UN confronts Ethiopia over the atrocities in embattled Tigray region

UN Security to hold first meeting on Tigray – Credit: Eskinder Debebe – Citizen

NEW YORK - The United Nations Security Council [UNSC] stepped up efforts to restore peace and stability in the Tigray region, tasking the Ethiopian government for the first time to "cooperate" in helping millions of "starving" nationals by giving humanitarian access.

Since the war broke out in November 2020 when the Ethiopian National Defense Forces [ENDF] waged an operation against Tigray People's Liberation Front [TPLF] fighters, now Tigray Defense Forces [TDF], thousands are said to have died, millions displaced and hundreds tortured.

Last week, the ENDF and Eritrea troops withdrew from Tigray as a good gesture for a "ceasefire" but vowed to be back "if they dare attack Amhara people in Tigray". But the TDF proclaimed victory, arguing that "we defeated them, we are now pursuing them".

But the UN which has been conspicuously silent on the Tigray issue, came guns blazing on Friday's session, with most speakers stressing the need to restore order and stability in the northern Ethiopia state, which has been rebelling again Addis Ababa since 2018.

"One of the most distressing trends is an alarming rise in food insecurity and hunger due to conflict," the U.N.'s acting humanitarian coordinator Ramesh Rajasingham told diplomats. "More than 400,000 people are estimated to have crossed the threshold into famine and another 1.8 million people are on the brink of famine."

Most of the displaced people ran to the neighboring Sudan, which has also been battling with her own internal challenges. Ethiopia Prime Minister Abiy Ahmed has been blamed for the chaos, despite insisting that "we are pursuing terrorists in our peaceful country".

Of most concern in the Tigray region for the international community is inaccessibility to certain areas in Tigray where the population is in dire need of humanitarian assistance. One of the bridges connecting the region was destroyed by ENDF.

"Basic services to support humanitarian delivery are absent. Mekele [Tigray's capital] has no electrical power or internet. Key infrastructure has been destroyed, and there are no flights entering or leaving the area," the U.N.'s Under-Secretary-General Rosemary DiCarlo said.

"There must be accountability for the grievous human rights violations committed during the conflict, including acts of sexual violence against children and adults and mass killings," DiCarlo added, warning, "there is potential for more confrontations and a swift deterioration in the security situation, which is extremely concerning."

For months, the US has been particularly concerned about the humanitarian crisis in Tigray and even openly calling for the withdrawal of ENDF, Eritrea troops, and Amhara regional forces from that ravaged region.

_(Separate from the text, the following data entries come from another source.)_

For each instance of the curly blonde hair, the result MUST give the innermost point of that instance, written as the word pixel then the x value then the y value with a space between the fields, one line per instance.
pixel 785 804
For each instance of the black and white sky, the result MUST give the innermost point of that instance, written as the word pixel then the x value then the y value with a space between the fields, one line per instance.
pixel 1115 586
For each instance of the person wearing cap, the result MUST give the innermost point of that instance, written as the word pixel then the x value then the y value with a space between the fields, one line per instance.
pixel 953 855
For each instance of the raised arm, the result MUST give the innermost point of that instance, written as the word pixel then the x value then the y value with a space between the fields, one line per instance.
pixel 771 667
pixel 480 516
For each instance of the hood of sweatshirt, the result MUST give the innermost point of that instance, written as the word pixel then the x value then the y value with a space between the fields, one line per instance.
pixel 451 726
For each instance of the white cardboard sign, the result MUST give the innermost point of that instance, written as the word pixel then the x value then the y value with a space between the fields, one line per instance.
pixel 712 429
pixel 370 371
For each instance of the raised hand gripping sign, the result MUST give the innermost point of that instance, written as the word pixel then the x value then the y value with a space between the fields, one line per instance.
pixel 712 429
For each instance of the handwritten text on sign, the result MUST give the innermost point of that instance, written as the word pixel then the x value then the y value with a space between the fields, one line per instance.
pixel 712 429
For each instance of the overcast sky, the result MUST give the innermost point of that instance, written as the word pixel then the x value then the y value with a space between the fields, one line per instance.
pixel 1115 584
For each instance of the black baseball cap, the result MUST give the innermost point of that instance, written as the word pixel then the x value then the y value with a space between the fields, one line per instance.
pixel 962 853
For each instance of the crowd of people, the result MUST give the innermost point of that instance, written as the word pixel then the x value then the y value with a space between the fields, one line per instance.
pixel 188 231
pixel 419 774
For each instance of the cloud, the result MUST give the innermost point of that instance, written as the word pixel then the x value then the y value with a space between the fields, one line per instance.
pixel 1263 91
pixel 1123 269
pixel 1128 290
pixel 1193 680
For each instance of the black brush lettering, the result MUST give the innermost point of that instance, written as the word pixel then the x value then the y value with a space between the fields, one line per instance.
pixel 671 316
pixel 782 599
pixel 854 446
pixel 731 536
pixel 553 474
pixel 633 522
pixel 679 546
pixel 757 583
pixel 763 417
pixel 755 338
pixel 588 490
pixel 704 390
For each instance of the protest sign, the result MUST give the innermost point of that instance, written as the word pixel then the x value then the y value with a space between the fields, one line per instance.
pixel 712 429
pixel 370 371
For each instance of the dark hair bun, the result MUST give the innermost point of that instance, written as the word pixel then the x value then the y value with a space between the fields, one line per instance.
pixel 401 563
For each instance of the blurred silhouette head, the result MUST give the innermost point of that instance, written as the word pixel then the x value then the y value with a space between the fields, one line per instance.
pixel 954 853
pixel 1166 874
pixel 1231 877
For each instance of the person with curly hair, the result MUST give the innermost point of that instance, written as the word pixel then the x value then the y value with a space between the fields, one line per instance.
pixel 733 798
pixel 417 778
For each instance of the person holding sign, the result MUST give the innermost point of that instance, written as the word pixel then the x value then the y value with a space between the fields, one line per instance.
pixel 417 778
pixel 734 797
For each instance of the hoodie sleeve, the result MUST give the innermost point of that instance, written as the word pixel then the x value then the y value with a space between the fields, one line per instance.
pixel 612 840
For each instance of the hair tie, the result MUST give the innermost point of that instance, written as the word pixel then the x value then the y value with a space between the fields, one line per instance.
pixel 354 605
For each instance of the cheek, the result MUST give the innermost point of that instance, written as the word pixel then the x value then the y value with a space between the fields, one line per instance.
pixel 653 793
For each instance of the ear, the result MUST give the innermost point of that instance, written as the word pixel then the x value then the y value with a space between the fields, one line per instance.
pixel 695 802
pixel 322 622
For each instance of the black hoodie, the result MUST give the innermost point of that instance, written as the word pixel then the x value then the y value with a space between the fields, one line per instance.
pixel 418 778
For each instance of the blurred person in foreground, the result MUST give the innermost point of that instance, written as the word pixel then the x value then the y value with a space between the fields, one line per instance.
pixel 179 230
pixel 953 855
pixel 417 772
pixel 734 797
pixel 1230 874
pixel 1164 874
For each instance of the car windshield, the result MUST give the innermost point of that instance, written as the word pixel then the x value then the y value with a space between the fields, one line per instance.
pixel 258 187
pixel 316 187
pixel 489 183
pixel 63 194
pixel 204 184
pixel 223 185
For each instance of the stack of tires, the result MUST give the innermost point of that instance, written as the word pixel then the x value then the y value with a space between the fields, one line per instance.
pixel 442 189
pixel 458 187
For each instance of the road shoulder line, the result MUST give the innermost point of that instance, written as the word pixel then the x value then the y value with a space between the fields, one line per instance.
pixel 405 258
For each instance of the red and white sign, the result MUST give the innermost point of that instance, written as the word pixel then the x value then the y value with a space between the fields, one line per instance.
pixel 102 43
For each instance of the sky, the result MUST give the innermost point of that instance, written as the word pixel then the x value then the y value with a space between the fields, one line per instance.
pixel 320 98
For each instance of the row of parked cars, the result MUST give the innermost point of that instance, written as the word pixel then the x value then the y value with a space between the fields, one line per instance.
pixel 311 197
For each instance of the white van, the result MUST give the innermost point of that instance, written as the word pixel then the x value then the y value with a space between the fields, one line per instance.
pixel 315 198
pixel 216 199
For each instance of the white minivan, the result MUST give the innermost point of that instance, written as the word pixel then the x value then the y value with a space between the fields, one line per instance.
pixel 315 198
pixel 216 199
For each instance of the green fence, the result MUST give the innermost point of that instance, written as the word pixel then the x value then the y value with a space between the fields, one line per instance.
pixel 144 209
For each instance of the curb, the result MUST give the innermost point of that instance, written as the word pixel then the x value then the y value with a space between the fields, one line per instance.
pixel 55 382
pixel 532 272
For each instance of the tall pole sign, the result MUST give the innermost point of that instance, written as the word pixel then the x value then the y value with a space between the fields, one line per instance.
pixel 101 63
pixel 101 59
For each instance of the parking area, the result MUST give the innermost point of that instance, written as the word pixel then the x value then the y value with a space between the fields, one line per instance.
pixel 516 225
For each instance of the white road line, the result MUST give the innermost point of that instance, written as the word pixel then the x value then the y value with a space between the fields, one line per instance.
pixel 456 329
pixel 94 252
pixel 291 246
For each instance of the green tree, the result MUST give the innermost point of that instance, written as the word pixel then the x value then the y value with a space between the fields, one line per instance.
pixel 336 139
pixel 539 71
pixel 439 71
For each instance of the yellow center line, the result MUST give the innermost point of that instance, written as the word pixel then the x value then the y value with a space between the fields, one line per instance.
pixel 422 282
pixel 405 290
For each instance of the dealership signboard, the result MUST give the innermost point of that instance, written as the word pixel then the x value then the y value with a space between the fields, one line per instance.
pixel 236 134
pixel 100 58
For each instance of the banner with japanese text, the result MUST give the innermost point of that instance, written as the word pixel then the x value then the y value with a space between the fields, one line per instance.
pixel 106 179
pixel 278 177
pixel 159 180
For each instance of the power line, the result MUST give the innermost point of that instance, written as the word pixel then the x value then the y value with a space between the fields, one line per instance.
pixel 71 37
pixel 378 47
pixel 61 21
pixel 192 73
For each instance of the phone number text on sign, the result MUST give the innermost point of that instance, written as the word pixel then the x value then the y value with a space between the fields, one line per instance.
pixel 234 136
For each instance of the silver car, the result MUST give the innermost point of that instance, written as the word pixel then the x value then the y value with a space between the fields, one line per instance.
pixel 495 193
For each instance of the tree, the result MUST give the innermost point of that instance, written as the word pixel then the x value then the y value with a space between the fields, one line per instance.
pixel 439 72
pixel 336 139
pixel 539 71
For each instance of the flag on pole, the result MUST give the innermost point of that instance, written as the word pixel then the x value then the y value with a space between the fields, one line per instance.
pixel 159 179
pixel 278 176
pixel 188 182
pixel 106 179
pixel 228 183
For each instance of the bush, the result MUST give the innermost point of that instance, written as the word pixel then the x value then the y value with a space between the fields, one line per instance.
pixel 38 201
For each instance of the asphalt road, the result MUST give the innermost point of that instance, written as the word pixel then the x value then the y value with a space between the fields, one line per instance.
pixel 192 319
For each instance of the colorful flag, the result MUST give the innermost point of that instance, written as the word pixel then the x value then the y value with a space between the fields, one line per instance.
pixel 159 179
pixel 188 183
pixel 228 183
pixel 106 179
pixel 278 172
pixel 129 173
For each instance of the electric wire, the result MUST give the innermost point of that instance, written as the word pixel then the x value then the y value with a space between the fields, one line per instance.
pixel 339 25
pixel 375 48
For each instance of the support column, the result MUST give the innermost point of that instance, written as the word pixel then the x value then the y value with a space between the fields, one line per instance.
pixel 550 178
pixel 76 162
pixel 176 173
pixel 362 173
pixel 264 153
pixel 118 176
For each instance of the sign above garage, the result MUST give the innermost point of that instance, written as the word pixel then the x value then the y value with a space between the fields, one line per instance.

A number of officials have been slapped with travel sanctions.

Linda Thomas-Greenfield, the US envoy to the United Nations, insisted that the world must come out and demonstrate that Tigrayan's lives matter. She outlined measures taken by Washington so far to avert the crisis.

"The U.S. has already acted..the parties to the conflict know that we are watching them, and we’re watching them closely. It’s the first opportunity for us to show that African lives matter as much as other lives around the world," she said.

"We need to see a ceasefire that is permanent; that all of the parties agree to. We need to see the Eritrean troops return. We need to see unfettered access for humanitarian workers. We need to see accountability for the atrocities that have been committed," she added.

Alex de Waal, executive director of the World Peace Foundation, affiliated with Tufts University's Fletcher School of Law and Diplomacy, who follows Ethiopia closely, said that the risk of the international community not sending a strong message is that "ethnic violence … could lead to the disintegration of Ethiopia."

Ethiopia's U.N. Ambassador Taye Atske Selassie on Friday questioned the purpose of the meeting and accused Tigrayan forces of atrocities, but he also appeared to have gotten the message from world powers at the meeting. He said those responsible for atrocities will be held responsible and spoke of "national dialogue."

Ireland's Ambassador Geraldine Byrne Nason, one of the first co-sponsors of calling the meeting along with the U.S. and U.K., said "Council members have an opportunity to send a clear message to the parties on the ground: this conflict must end."